There are groups that are trying to make the relationship between people, salmon, and the economy more sustainable. In 1999, The Center for Watershed and Community Health (CWCH) created the Salmon Economics Project in order to assist decision makers in understanding economic issues regarding salmon. The Project claims that salmon issues are widespread and have deep roots, and that habitats must be restored across large landscapes. They provide possible solutions for the problem, such as resource pricing for fish, stable trade, and well-trained workers.

There is also a strong argument that dams are detrimental to the economy because of their effect on salmon.
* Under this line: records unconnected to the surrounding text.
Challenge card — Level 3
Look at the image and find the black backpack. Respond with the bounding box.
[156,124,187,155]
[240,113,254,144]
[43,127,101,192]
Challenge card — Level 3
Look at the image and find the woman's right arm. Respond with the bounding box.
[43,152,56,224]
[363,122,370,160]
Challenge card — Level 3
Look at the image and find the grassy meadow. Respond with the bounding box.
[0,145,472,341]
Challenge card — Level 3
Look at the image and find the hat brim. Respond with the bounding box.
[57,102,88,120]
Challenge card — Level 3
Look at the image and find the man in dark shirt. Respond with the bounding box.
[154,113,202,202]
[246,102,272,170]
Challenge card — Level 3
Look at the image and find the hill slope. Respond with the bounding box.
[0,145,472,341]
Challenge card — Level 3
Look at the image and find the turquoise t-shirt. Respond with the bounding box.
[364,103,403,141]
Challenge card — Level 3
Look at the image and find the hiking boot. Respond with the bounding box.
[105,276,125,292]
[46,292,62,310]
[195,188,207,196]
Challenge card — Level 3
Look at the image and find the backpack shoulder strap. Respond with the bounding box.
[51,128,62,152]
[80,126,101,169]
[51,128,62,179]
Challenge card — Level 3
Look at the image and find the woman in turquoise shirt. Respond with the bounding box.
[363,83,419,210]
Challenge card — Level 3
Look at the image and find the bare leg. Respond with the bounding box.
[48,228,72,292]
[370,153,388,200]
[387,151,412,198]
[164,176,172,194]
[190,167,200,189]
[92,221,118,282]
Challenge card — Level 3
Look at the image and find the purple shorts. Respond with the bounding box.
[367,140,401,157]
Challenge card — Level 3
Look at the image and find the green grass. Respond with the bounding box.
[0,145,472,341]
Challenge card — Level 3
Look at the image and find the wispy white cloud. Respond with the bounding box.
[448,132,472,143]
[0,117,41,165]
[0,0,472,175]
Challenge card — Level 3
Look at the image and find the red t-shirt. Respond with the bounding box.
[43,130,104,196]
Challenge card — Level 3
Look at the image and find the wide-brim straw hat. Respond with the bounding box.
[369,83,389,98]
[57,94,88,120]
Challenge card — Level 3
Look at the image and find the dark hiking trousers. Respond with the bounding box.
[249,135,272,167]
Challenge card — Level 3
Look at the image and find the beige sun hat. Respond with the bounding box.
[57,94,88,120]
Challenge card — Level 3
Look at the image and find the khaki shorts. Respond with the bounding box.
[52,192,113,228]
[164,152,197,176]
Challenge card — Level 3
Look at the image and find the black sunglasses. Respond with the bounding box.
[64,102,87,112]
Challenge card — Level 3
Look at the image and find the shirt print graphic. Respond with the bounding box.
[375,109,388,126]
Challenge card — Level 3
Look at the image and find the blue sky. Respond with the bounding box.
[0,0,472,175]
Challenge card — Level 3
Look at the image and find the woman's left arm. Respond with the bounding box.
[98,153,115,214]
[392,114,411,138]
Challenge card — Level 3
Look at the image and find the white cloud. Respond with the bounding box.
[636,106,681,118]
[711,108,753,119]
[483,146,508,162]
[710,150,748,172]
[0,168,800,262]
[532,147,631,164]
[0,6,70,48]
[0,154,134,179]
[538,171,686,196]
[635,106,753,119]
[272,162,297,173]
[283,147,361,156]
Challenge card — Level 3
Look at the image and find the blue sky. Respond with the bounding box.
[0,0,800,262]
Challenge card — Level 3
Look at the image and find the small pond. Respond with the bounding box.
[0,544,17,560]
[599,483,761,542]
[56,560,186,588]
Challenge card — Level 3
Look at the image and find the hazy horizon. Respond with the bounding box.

According to Idaho Rivers United, recent studies show that dam removal will save U.S. taxpayers and Northwest electricity consumers billions of dollars and generate billions more in increased tourism, outdoor recreation and improved sport and commercial fishing opportunities.

==Cultural significance==
Salmon are cultural icons in the Pacific Northwest. Specifically, Puget Sound is home to thousands of invertebrate species, 200 species of fish, 100 species of sea birds, and 26 kinds of marine mammals. Of all these species, salmon and killer whales are the most iconic and culturally relevant to the Native American tribes within the Pacific Northwest region. Salmon are born in streams than head to the sea as juveniles. After spending a few years in the ocean, they return to their birth streams in order to spawn (reproduce). Historically, Puget Sound was one of the most salmon-filled regions evident from the bountiful salmon-bearing streams that essentially had an unlimited supply of salmon. Consequently, due to the expansion of urban development salmon populations are dwindling due to the deterioration of salmon and their crucial habitats. Holistically, the sharp decline in salmon can also be attributed to the decline of killer whales in the region. These killer whales rely heavily on healthy population of salmon and other fish in the region but are left starving to death because of the declining fish population caused from human pollution and urban development.

Many Native American tribes along the Columbia River and Snake River say that salmon were given as food to the tribes from the creator. Native tribes had few options of food, often resorting to Western Skunk Cabbage. When the first spring salmon swam up the rivers, they were greeted by their uncle, Skunk Cabbage. Their uncle told them that they have the duty to protect the Native people from starvation, as he had done for many years. As a reward, the salmon gave their uncle a war club, an elk hide, and moist fertile soil along the edge of the river to thrive in for the rest of his years.

Native tribes of the Puget Sound have had a longtime historical connection with salmon and managed the population in a balanced way over the last 1500 years. The Pacific Northwest region is a conducive environment for salmon and the fish play a significant role in the survival of the local indigenous economy and culture.. Historically, harvest rate and fish losses were only attributed to natural phenomena and indigenous fishing practices. Consequently, a new phenomenon has compromised the balance between salmon and humans. In the 19th century, the sudden arrival of early pioneers and entrepreneurs to the region with advanced fishing equipment led to unprecedented salmon numbers being caught. The addition of a new market-driven industrial economy has also provided new vulnerabilities for the Pacific Northwest's salmon runs, causing a mobilization of environmentalists to protect the Puget Sound salmon. They have sought to work with political authorities to protect the cultural and environmental value of Puget Sound salmon for future generations.